Military Embedded Systems

Unmanned systems exploitation project led by Qinetiq

News

May 01, 2020

Emma Helfrich

Technology Editor

Military Embedded Systems

Photo courtesy of QinetiQ.

UNITED KINGDOM. As a part of QinetiQ's ongoing work into unmanned vehicle command and control (C2) for defense applications, the company announced it has recently been awarded a significant new contract to lead phase five of the Maritime Autonomous Platform Exploitation (MAPLE) projects for the U.K. Defence Science and Technology Laboratory (Dstl).

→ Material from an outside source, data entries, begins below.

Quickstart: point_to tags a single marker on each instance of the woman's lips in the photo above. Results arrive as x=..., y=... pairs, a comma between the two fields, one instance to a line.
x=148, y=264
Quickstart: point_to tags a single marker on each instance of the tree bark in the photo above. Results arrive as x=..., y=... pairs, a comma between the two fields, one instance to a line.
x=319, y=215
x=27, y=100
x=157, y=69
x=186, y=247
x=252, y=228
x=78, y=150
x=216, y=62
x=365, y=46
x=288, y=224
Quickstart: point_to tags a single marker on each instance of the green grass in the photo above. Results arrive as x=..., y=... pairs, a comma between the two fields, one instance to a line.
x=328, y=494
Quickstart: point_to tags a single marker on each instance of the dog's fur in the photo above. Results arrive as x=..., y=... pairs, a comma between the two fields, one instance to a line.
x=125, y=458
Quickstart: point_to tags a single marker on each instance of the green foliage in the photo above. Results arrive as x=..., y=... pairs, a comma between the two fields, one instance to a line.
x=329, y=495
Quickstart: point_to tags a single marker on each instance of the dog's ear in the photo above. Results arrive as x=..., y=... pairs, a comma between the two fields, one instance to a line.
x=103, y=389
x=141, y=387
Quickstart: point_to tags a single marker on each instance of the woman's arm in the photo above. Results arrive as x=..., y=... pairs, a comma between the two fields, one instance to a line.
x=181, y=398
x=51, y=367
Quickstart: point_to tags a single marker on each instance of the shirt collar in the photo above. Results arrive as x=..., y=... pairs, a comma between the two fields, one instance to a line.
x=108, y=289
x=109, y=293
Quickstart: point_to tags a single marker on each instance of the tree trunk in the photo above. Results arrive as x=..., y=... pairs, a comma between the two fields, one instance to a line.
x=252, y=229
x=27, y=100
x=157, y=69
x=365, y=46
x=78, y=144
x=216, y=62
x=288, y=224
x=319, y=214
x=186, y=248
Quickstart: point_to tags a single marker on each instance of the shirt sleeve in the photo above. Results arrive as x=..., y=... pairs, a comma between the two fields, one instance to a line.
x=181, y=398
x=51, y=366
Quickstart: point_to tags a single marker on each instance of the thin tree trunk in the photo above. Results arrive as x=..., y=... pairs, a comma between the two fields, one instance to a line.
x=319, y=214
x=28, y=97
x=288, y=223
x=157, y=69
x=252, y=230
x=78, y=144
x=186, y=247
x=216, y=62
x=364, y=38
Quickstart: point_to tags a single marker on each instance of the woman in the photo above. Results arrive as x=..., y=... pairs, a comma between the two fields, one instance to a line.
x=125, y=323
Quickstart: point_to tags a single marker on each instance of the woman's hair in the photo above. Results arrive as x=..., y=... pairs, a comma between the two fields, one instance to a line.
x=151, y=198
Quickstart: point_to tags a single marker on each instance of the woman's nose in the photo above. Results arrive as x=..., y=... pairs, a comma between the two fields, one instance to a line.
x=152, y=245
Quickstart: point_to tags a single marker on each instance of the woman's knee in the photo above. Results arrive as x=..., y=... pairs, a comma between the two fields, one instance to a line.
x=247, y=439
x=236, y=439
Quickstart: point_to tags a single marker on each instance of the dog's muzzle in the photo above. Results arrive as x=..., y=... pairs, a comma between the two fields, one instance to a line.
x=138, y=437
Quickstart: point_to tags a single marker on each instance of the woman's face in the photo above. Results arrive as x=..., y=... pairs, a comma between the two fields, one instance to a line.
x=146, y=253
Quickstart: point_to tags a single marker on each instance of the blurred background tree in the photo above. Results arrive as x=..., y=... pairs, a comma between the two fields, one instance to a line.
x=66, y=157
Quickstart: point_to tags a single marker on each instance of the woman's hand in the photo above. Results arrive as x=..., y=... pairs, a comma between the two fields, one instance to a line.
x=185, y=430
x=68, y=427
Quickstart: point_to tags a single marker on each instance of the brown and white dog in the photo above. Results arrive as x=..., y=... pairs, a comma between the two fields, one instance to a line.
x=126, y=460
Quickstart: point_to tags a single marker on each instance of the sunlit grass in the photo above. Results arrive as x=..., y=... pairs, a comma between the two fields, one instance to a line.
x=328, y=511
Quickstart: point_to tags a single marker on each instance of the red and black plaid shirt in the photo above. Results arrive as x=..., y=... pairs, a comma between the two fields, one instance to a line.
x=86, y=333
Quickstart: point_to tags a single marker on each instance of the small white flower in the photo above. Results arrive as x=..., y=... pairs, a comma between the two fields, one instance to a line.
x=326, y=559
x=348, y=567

The MAPLE project is the overarching program that seeks to demonstrate and de-risk the integration of multiple unmanned systems into the combat system of a British Royal Navy warship. The MAPLE approach gives the Royal Navy freedom to chose a mix of vehicles and payloads from the market, match them to the mission, and integrate them into a U.K. or multi-national force.

According to officials, the open architecture employed is intended to enable the Royal Navy to change vehicles and payloads as the market and threat evolves while minimizing cost and the impact across defense lines of development (notably integration and training).

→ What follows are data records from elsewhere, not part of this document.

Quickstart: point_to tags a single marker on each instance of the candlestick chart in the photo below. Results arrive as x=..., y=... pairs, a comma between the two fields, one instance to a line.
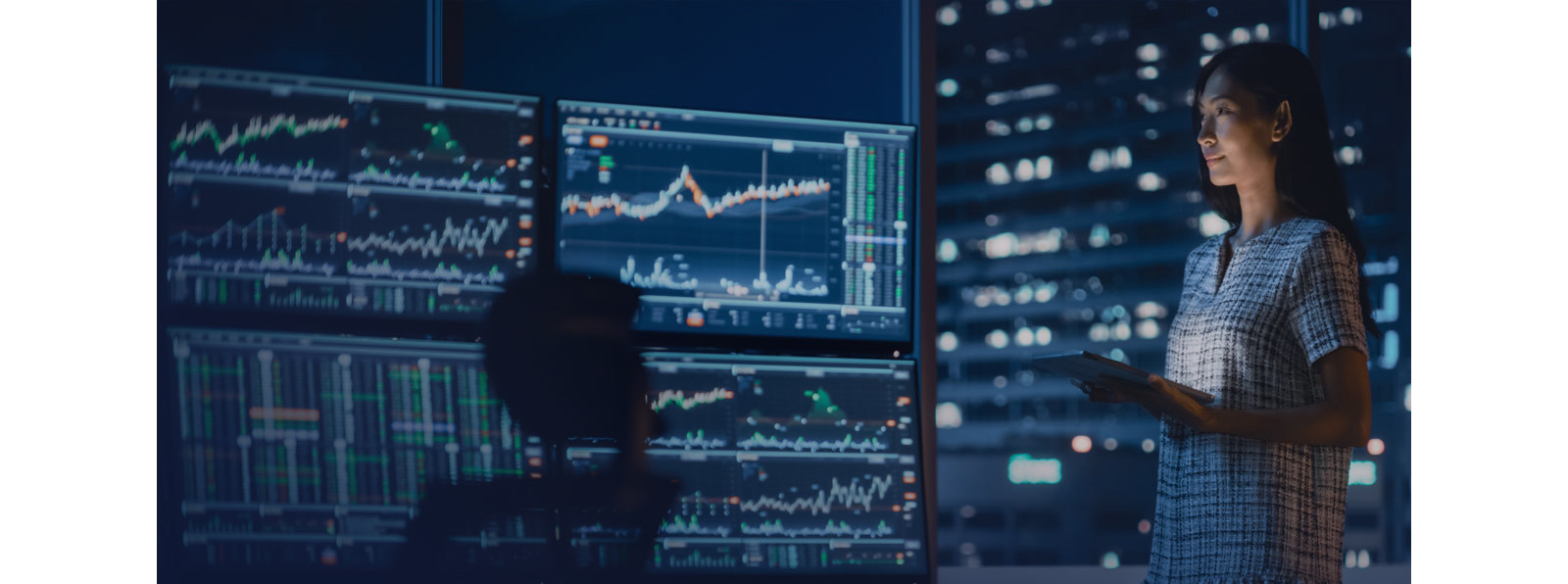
x=698, y=219
x=736, y=223
x=783, y=462
x=331, y=197
x=294, y=442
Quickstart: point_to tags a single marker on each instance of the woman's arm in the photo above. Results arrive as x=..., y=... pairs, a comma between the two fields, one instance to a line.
x=1343, y=417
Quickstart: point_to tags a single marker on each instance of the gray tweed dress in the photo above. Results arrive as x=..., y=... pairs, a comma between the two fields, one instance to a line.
x=1235, y=509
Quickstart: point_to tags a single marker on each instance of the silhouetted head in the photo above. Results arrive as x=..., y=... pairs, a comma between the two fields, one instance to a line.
x=559, y=352
x=1258, y=115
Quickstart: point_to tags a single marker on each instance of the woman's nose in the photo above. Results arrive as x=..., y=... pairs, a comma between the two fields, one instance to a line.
x=1206, y=133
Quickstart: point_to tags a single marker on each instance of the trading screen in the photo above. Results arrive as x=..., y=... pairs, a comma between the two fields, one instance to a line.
x=316, y=451
x=741, y=223
x=311, y=195
x=784, y=463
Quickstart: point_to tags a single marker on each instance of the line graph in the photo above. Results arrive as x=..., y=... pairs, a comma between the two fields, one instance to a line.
x=689, y=442
x=266, y=244
x=690, y=526
x=302, y=170
x=679, y=398
x=258, y=127
x=835, y=529
x=802, y=445
x=851, y=495
x=697, y=219
x=433, y=242
x=624, y=206
x=659, y=276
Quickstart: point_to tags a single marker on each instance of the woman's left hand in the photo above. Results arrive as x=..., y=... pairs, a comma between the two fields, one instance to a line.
x=1160, y=396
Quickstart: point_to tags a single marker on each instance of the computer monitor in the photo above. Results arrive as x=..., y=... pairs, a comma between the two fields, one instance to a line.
x=310, y=453
x=742, y=223
x=290, y=193
x=788, y=465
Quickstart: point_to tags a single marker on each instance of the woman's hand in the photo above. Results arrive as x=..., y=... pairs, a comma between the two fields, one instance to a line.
x=1156, y=398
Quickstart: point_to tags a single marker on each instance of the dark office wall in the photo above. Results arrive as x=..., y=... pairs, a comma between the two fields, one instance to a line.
x=372, y=39
x=827, y=59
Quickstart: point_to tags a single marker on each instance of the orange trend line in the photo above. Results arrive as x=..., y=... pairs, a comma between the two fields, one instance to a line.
x=619, y=206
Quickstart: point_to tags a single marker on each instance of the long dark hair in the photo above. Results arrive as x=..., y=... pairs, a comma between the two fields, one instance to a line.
x=1305, y=174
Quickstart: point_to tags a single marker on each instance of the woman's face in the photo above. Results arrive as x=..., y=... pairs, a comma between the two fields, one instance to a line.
x=1236, y=135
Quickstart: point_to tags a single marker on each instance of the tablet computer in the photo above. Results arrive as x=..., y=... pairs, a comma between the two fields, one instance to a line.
x=1086, y=366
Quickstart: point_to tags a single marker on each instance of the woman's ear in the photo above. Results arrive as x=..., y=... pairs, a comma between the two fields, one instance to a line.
x=1283, y=120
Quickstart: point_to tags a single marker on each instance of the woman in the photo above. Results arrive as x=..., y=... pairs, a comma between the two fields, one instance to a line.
x=1270, y=322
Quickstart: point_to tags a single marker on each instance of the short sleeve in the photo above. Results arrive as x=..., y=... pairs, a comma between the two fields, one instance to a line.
x=1325, y=297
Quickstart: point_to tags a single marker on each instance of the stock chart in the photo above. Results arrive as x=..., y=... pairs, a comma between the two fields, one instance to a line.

Spearheaded by QinetiQ’s Maritime and Land business in partnership with BAE Systems, SeeByte, BMT, L3 Harris, DIEM analytics and Thales, the focus of MAPLE phase five is to specify a core MAPLE system that will enable the U.K. Ministry of Defence to procure a Maritime Autonomous Systems Command and Control (C2) system by generating and validating a robust set of User and System Requirements and a validated and developed architecture.